That didn't last long.
I went for more b/w today and my hcg level only increased to 73. It is officially a chemical pregnancy (or an early miscarriage). The most ironic part ... I stopped spotting. I have to continue to go back to the RE for b/w every couple of days to make certain that my hcg level drops.
The phone call was really difficult. I thankfully got to talk to my favorite nurse. It would have been harder had it been someone else. I knew the moment that I picked-up the phone that the news was bad. You can always tell by the tone of voice. Plus they waited until the very end of the day to call me. Then I just kind of zoned out while she was talking to me because the tears were already flowing down my cheeks. I had been holding in a lot of emotions over the last two weeks. I managed to ask a few questions. But honestly I didn't even process some of the responses. I just knew that I had to ask questions or I was going to freak out. And then I ended the conversation as fast as possible so that I didn't become a blubbering mess on the phone. The nurse indicated that it can take up to two weeks for my body to recognize the miscarriage. I'm not looking forward to this at all. And I'm especially not looking forward to the whole bleeding aspect. I know that is going to be fun.
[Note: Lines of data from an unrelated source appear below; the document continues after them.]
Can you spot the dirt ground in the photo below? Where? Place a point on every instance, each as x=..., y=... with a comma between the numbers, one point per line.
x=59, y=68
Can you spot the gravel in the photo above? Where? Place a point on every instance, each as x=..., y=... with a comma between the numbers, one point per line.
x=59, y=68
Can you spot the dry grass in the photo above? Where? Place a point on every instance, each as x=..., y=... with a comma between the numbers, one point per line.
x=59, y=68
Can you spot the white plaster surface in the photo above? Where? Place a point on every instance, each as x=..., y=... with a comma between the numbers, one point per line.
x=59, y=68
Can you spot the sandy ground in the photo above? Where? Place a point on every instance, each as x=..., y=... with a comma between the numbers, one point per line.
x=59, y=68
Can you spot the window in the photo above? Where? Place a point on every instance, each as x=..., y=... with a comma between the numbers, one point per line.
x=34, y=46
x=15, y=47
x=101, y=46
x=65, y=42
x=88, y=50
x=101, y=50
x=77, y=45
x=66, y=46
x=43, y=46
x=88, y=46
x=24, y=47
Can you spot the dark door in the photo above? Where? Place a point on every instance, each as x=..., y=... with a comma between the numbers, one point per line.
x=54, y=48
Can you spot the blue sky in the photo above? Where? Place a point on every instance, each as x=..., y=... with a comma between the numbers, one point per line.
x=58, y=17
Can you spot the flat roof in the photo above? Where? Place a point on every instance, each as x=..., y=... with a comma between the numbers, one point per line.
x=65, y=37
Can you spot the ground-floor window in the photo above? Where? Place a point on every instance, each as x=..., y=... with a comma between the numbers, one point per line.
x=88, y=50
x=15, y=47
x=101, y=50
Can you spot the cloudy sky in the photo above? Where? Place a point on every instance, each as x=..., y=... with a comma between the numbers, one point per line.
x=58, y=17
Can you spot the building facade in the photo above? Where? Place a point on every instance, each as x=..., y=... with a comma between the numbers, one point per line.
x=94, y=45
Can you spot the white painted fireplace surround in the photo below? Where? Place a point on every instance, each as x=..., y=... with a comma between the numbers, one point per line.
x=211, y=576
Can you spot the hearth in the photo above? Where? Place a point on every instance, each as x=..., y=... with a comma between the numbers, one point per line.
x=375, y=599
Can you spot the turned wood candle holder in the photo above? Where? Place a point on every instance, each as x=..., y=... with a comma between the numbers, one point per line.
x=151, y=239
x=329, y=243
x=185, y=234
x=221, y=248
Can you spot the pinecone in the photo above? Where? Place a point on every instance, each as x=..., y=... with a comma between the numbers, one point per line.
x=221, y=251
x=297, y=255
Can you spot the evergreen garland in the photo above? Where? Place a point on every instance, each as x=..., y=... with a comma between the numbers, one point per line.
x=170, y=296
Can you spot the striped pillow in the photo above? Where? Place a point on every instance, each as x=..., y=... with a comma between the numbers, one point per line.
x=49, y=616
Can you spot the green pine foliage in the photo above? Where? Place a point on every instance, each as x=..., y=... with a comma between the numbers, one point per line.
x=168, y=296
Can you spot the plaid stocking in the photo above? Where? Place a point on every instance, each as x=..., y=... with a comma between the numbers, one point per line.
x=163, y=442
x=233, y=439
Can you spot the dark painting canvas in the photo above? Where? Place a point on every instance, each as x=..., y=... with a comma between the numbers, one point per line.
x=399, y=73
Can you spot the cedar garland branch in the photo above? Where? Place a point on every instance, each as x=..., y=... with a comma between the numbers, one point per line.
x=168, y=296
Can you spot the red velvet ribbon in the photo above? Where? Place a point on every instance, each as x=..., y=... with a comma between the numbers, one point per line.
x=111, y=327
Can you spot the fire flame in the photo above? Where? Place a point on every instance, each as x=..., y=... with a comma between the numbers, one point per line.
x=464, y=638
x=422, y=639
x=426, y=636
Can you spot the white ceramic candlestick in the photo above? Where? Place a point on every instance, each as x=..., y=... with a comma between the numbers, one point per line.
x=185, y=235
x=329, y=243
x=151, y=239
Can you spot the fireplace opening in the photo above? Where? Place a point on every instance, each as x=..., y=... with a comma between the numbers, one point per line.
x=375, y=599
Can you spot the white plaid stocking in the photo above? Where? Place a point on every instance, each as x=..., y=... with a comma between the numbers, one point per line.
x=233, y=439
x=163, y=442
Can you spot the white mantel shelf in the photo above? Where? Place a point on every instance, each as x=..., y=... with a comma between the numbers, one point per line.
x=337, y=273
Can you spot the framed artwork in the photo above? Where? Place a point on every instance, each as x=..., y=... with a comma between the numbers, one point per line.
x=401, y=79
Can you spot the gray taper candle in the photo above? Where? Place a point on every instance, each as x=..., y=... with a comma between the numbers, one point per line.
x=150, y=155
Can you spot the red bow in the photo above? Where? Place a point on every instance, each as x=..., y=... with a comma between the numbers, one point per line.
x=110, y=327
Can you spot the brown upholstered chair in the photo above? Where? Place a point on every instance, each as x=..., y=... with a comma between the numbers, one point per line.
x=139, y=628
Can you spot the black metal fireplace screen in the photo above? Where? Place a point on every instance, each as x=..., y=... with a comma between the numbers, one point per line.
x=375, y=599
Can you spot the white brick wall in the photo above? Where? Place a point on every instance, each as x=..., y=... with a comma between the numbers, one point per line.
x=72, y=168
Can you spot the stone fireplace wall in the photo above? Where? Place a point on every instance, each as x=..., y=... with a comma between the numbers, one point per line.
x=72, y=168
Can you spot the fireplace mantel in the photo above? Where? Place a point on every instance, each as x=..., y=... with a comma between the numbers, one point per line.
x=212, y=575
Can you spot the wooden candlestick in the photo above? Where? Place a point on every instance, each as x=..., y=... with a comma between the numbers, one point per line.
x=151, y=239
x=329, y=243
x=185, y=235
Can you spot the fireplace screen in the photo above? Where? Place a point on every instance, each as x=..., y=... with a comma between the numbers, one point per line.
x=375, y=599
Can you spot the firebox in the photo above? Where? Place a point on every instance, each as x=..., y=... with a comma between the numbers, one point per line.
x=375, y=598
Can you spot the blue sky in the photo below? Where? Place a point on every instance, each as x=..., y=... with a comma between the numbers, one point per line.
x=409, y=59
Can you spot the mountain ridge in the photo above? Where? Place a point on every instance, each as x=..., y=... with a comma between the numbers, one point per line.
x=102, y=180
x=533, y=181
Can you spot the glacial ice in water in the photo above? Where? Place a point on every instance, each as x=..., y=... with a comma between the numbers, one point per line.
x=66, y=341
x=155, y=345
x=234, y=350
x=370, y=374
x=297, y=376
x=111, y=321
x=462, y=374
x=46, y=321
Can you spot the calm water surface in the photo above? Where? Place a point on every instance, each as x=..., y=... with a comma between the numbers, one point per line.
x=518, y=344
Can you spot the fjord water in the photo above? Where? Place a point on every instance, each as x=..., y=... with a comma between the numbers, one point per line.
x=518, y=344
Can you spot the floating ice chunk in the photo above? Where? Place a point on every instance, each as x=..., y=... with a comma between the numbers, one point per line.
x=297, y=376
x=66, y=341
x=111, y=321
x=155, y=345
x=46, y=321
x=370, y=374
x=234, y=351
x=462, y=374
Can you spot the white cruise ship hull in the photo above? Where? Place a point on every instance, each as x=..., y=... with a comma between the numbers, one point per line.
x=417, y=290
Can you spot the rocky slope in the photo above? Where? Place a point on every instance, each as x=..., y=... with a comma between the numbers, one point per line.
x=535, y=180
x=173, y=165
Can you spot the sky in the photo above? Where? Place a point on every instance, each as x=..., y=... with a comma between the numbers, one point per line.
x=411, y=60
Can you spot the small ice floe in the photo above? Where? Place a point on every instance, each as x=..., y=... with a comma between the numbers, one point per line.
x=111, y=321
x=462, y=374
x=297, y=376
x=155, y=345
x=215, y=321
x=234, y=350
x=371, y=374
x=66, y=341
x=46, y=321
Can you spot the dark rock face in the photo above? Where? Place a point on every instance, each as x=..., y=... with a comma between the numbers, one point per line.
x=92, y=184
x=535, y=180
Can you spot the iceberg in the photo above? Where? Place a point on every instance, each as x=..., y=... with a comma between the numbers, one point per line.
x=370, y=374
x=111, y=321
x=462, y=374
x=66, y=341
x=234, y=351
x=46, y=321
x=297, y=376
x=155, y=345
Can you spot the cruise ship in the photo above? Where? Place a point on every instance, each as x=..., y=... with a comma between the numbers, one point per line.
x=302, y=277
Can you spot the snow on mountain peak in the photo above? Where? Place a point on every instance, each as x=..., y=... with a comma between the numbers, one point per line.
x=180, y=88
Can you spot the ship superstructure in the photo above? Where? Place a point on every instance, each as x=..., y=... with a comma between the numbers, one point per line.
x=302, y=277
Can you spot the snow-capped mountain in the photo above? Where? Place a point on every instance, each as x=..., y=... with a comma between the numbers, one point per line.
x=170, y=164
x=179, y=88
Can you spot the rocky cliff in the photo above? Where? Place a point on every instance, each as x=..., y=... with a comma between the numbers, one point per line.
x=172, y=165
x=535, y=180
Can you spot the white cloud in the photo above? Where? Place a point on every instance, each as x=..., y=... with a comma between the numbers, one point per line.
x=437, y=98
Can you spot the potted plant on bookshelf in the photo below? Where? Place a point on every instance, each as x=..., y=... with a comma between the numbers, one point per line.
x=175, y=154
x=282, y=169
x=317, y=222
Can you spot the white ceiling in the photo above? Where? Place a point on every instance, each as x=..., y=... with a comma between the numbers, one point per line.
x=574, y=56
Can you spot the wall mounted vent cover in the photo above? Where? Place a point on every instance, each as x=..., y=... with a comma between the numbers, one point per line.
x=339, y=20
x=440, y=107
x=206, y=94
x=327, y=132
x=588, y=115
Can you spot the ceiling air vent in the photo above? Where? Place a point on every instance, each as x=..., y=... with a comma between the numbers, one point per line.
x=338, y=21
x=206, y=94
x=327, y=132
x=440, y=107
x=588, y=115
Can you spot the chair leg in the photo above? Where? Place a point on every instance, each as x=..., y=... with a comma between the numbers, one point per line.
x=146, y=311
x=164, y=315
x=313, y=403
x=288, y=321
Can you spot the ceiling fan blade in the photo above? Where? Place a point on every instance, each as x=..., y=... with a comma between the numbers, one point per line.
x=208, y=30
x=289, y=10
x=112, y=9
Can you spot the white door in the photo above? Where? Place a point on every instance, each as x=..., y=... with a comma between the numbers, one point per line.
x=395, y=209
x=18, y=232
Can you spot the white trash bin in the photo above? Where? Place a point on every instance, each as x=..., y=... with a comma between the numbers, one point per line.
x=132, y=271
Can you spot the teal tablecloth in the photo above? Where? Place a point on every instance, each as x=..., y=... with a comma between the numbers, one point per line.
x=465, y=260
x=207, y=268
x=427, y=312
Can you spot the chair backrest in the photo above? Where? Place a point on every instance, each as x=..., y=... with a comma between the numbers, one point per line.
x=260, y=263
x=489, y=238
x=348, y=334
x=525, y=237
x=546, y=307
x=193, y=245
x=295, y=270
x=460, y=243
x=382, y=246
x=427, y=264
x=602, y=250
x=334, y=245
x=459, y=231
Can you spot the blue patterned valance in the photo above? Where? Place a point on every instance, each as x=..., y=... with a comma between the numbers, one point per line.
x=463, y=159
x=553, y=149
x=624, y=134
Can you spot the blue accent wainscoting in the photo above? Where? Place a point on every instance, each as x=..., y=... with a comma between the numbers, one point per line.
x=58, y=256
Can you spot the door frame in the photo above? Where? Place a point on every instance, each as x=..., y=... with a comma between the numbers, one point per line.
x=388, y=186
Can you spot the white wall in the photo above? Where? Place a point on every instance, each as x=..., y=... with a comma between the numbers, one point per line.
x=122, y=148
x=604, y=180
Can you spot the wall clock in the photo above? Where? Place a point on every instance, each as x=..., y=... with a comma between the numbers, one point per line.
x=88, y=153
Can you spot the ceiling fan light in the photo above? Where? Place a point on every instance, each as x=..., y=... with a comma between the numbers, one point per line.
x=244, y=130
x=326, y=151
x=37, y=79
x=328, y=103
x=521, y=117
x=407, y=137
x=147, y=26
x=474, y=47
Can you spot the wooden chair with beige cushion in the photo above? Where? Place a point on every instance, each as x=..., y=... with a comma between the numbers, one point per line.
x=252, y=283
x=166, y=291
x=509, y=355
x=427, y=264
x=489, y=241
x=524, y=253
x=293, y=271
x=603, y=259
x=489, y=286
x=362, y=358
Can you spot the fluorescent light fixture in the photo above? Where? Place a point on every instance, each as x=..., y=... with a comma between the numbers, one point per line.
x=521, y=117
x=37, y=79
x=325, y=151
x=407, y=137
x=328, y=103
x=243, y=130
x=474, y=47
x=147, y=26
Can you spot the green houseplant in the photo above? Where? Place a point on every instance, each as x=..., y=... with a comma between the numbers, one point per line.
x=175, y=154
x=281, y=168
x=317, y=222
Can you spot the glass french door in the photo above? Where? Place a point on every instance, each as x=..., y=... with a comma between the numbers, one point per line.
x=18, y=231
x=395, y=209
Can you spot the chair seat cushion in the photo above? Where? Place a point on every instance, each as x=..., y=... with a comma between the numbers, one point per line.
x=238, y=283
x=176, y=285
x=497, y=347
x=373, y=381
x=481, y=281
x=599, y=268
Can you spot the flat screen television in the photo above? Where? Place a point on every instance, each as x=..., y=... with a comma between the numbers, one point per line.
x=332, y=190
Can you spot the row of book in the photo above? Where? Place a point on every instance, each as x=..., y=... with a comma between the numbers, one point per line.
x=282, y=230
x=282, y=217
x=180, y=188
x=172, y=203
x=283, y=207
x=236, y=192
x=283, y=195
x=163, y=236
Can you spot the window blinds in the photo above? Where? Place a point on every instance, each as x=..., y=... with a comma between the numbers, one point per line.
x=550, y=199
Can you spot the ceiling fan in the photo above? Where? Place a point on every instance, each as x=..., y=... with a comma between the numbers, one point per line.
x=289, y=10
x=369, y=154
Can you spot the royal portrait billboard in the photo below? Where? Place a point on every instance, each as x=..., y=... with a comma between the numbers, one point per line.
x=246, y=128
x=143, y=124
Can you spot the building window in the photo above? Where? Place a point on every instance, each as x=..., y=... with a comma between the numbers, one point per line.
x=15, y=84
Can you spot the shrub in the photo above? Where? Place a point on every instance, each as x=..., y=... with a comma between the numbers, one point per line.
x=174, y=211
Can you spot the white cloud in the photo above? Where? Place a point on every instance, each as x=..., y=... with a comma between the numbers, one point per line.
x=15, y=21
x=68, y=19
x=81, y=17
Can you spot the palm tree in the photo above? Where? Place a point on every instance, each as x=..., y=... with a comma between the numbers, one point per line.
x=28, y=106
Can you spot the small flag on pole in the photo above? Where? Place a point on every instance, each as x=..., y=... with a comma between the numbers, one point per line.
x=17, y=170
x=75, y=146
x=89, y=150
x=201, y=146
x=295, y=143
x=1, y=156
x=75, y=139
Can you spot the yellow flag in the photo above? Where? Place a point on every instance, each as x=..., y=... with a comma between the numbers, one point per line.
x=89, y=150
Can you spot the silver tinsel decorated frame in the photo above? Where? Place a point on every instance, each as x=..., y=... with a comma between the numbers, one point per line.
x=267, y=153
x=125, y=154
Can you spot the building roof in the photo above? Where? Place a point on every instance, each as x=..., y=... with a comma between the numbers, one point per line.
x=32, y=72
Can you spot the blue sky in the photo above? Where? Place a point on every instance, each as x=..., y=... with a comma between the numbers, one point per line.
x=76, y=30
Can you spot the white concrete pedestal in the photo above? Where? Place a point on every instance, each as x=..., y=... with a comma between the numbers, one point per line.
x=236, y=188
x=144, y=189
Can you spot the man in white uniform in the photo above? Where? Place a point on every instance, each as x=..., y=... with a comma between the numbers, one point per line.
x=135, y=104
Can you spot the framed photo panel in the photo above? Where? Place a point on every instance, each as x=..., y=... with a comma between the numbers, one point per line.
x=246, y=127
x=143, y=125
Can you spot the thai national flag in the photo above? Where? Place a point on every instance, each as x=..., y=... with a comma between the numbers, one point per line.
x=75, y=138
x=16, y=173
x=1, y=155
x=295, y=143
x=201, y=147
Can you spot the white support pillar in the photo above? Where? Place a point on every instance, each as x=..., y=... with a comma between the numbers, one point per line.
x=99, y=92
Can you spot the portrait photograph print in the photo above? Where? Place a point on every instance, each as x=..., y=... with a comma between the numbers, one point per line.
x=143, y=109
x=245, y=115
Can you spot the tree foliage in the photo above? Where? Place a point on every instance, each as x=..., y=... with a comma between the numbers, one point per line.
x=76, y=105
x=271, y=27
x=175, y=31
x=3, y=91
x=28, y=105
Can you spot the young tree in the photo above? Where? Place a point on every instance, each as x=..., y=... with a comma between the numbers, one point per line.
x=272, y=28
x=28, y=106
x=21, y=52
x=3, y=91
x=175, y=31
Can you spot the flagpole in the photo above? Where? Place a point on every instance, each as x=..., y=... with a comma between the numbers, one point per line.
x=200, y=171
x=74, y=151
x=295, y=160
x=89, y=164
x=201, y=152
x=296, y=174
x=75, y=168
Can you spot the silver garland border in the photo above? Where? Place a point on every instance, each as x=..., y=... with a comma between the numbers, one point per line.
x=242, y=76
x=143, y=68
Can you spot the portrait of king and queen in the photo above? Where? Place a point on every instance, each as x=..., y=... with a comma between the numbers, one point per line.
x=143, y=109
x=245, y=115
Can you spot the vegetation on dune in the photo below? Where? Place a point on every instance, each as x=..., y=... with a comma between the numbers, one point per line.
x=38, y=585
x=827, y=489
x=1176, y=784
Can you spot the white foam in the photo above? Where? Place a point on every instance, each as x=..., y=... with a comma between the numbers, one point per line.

My emotions are all over the place. I'm sad. I'm angry. I'm at peace. I'm ready to get back onto the horse. I want to crawl under the covers and hide. I'm resentful. I'm tired. I'm numb. I honestly don't know what to feel at the moment. I am thankful for my wonderful lady and all the support she has given to me during this entire journey. I am also thankful for my "inner circle" of family and friends who have supported me through the last several days. I'm just going to do my best to get through the next couple of weeks. Kara and I need to decide what we do next. And when we do it. I now know that I can get pregnant. I guess that is something.